Была ли Леди Уиффен красавицей? Да, но не так как можно себе представить. От матери она унаследовала голубые глаза, от отца — волосы цвета полночи. Коппер Сонгсмит говорит, что ходила она словно фехтовальщик, танцевала, словно бабочка, смеялась музыкой ветра. А также что ела она, словно солдат, пила, словно бездонная бочка, а похабные песенки пела больше с чувством, чем с талантом. Коппер говорит, она была настолько непохожа на благовоспитанную леди, насколько это вообще было возможно. И, тем не менее, эта женщина сумела покорить не только Короля-в-Ожидании Чарджера, но и его кузена Лорда Канни. Так поет об этом Коппер Сонгсмит, и я записываю за ним, но Рэдбёрд тут ему не подпевает. О Леди Уиффен он говорит только то, что она явилась в Олений Замок и что Лорд Канни и Король-в-Ожидании Чарджер сочли ее милой и привлекательной.

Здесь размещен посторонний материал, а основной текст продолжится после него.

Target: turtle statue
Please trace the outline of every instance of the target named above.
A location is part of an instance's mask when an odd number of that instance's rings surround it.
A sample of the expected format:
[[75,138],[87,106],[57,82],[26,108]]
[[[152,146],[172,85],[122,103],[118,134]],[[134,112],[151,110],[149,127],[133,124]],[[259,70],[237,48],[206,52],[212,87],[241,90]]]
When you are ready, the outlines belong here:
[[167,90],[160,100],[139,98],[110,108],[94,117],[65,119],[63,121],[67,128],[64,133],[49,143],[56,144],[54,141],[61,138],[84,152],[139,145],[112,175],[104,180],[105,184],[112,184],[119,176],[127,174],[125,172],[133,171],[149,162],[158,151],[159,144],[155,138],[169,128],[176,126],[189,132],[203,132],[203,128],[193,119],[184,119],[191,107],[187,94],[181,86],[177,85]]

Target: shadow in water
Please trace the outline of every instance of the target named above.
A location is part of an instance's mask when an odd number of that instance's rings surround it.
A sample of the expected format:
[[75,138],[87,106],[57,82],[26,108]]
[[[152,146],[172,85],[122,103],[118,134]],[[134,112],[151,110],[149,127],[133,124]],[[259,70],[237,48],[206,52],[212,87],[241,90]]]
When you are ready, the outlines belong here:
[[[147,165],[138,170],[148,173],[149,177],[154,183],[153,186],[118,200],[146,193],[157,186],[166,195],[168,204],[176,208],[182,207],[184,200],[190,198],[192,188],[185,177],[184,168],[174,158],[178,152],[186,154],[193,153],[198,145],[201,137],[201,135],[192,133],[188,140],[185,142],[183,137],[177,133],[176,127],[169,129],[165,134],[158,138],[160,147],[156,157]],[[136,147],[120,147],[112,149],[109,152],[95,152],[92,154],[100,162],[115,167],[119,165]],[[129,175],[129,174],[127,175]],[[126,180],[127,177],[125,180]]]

Они стали осыпать ее подарками и вниманием, к немалому удивлению ее родителей и к нескрываемому удовольствию ее самой. Пегая кобыла, кольцо с тремя изумрудами, музыкальная шкатулка, Джамалийский гобелен, Бингтаунские бубенцы, духи из Кандалэя… каждый подарок соперников был дороже предыдущего. Два менестреля встретились в лунном свете под окном ее спальни и подрались, выкрикивая имена своих господ, и угомонпились лишь под потоком холодной воды, которую сама леди извергла на них. Какое-то время эти проделки служили только на потеху обоим дворам Оленьего Замка, и никто не упрекал леди за то, что она не может выбрать между двумя столь настойчивыми кавалерами. Она могла покататься верхом с одним, пообедать с другим, а вечером потанцевать снова с первым. Лорду Канни на именины она подарила серебряную чашу. На день рождения Короля-в-Ожидании она подарила поясной нож с головой оленя на рукояти. Одни считали, что она всего лишь деревенская девчонка, попавшая во дворец, понятия не имеющая, как себя вести со столь блистательными воздыхателями. Другие поговаривали, что ее отец настаивал на расточении улыбок Лорду Канни, а мать — наоборот, Пегому Принцу.
По этому поводу Рэдбёрд сказал так: возможно, дело в девушке и ее чарах, но, скорее всего, она была не более чем предмет для соперничества и повод для того, чтобы давний раздор обернулся скандалом и кровопролитием. Состязание, в которое они вступили с момента рождения Пегого Принца, наконец-то приобрело ту форму, в которой можно было одержать чистую победу или поражение, не опасаясь осуждений или, тем паче, обвинений в измене короне Шести Герцогств. Останови Леди Уиффен свой выбор на том или другом, возможно, их увлечение испарилось бы через пару недель. Но при нынешнем раскладе недосягаемый предмет вожделения добавил желчи их спору, и подспудная война, наконец, вылилась наружу.